__device__ void levenshteinDistance(char *str,int strStart,int strLength,char *patternRemoved,int patternRemovedStart,int patternRemovedLength,int *dXIndividual,int *dXFinal)
{
int indexA = blockIdx.x * blockDim.x + threadIdx.x;
int offsetStr = strStart;
int offsetPattern = patternRemovedStart;
if (indexA < patternRemovedLength) {
for (int i = offsetStr; i <= strLength; i++) {
if (i == 0)
dXIndividual[indexA * (strLength+1) + i] = 0;
else{
if (str[i-1] == patternRemoved[indexA+offsetPattern])
dXIndividual[indexA * (strLength+1) + i] = i;
else if (str[i-1] != patternRemoved[indexA+offsetPattern])

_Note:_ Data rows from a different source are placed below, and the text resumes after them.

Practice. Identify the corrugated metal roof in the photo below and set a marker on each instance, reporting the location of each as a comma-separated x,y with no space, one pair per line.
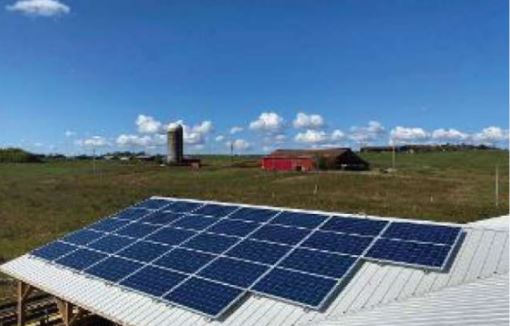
483,254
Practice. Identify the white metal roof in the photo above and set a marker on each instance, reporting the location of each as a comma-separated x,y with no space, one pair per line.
483,255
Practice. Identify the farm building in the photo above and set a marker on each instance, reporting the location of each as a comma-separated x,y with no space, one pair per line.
313,159
471,288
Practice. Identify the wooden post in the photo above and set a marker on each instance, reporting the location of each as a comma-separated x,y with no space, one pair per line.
24,291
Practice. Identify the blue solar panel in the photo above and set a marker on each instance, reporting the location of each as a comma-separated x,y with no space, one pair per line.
193,222
234,227
161,218
340,243
171,236
253,214
212,243
422,232
280,234
108,225
113,269
305,220
188,261
297,287
111,244
184,207
144,251
203,296
82,237
321,263
355,225
268,253
132,214
153,203
233,272
154,281
53,250
137,230
413,253
215,210
81,259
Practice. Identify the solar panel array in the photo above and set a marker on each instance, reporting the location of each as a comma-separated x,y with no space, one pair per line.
205,257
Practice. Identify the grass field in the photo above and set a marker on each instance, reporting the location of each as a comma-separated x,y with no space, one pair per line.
40,202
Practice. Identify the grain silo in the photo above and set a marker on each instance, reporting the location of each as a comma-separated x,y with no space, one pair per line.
175,145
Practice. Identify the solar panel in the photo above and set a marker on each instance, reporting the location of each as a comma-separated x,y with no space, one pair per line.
53,250
113,269
280,234
253,214
234,227
321,263
212,243
233,272
353,225
184,260
339,243
153,281
204,296
81,259
296,287
262,252
305,220
205,257
422,232
412,253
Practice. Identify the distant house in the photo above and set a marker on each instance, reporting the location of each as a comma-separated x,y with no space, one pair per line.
313,159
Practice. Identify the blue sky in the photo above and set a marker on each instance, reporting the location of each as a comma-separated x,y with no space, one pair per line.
77,74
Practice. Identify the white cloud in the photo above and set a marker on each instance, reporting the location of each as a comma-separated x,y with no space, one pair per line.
239,145
366,134
94,141
337,135
134,141
411,135
491,135
308,121
46,8
70,133
449,135
148,125
235,130
311,137
268,122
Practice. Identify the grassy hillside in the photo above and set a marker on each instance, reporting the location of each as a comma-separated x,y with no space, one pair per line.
40,202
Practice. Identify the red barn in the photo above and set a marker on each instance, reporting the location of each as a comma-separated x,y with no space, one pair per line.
313,159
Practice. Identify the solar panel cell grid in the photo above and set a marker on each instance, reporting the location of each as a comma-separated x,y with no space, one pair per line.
187,261
253,214
113,269
212,243
353,225
422,232
297,287
324,264
267,253
171,236
234,272
144,251
53,250
81,259
154,281
339,243
309,221
83,237
204,296
280,234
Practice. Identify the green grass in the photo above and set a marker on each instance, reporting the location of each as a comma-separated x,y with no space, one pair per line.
40,202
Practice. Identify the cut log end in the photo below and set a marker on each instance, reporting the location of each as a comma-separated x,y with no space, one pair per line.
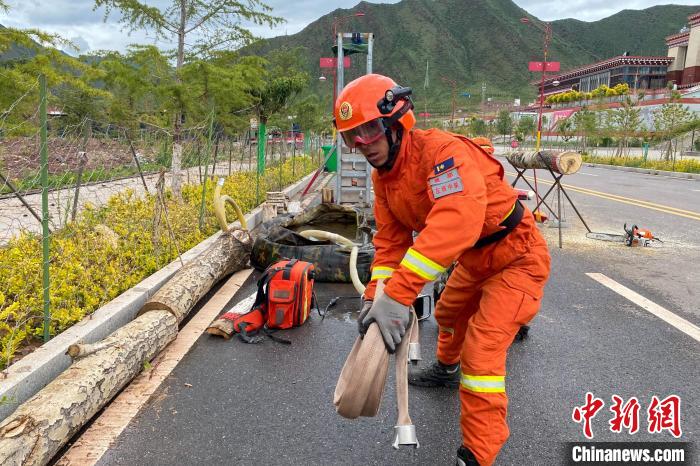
222,328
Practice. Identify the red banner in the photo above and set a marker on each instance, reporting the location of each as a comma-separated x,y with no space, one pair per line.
332,62
549,66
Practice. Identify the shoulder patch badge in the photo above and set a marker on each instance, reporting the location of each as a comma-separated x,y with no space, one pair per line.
444,166
345,111
447,182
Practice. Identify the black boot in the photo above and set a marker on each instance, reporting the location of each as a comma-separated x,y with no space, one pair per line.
436,375
465,457
522,333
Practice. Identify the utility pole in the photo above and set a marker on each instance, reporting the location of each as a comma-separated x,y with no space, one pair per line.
425,95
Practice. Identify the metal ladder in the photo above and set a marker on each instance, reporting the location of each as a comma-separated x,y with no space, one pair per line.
355,178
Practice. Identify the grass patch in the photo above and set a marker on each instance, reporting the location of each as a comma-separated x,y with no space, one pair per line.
683,166
109,249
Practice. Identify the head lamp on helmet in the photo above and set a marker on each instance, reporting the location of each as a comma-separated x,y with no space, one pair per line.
365,134
370,104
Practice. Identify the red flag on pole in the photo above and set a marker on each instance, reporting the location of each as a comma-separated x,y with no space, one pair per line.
332,62
548,66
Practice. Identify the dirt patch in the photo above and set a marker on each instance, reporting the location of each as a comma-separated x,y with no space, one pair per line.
19,157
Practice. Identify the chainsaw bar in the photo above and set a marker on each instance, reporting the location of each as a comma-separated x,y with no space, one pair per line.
607,237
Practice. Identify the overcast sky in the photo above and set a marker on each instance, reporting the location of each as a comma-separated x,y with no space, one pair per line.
76,20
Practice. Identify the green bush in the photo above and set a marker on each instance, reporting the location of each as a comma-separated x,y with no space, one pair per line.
109,249
685,166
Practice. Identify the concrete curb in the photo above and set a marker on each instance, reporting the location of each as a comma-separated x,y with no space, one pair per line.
648,171
33,372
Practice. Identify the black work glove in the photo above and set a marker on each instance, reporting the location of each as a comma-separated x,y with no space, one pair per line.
392,318
366,306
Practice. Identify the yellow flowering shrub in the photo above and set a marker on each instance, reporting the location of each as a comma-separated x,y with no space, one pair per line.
108,250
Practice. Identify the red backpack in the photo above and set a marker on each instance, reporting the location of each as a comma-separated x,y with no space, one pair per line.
284,300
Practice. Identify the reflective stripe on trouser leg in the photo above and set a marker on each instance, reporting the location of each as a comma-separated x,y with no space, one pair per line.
380,272
488,336
421,265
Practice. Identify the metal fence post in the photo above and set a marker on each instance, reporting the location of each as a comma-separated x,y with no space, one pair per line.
206,171
44,153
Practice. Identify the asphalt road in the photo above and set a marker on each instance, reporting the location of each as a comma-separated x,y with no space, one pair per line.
271,404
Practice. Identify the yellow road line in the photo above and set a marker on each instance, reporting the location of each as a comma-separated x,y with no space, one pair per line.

dXIndividual[indexA * (strLength+1) + i] = dXIndividual[indexA * (strLength+1) + i - 1];
}
}
__syncthreads();
}
dXFinal[0] = dXIndividual[(strLength+1) * (patternRemovedLength)];
}
extern "C"
__global__ void ComputationdXOnGPU(int numStr, char *str, int *strStartIndices, int *strIndividualLengths,int numPatternRemoved, char *patternRemoved, int *patternRemovedStartIndices,int *patternRemovedIndividualLengths, int *dXFinal)
{
int ix = blockIdx.x * blockDim.x + threadIdx.x;
if (ix<numStr)
{
for (int i=0; i<numPatternRemoved; i++)
{
int strStart = strStartIndices[ix];
int strLength = strIndividualLengths[ix];
int patternStart = patternRemovedStartIndices[i];
int patternRemovedLength = patternRemovedIndividualLengths[i];
int size = (strLength+1) * patternRemovedLength;
int dXIndividual [size];
int *result = &dXFinal[ix * numStrings1 + i];
levenshteinDistance(str,strStart, strLength, patternRemoved, patternRemovedStart, patternRemovedLength, dXIndividual, dXFinal);
}
}
}
What I have tried:
In the device function, it runs every time from core0 to patternRemovedLength (if (indexA < patternRemovedLength) )
These will limit all token pairs to be run on a small range of cores. I need to say for(indexA = 3; indexA<patternRemovedLength;indexA++) for example in terms of cuda in order to specify for each token a certain range of cores to fully utilize the GPU.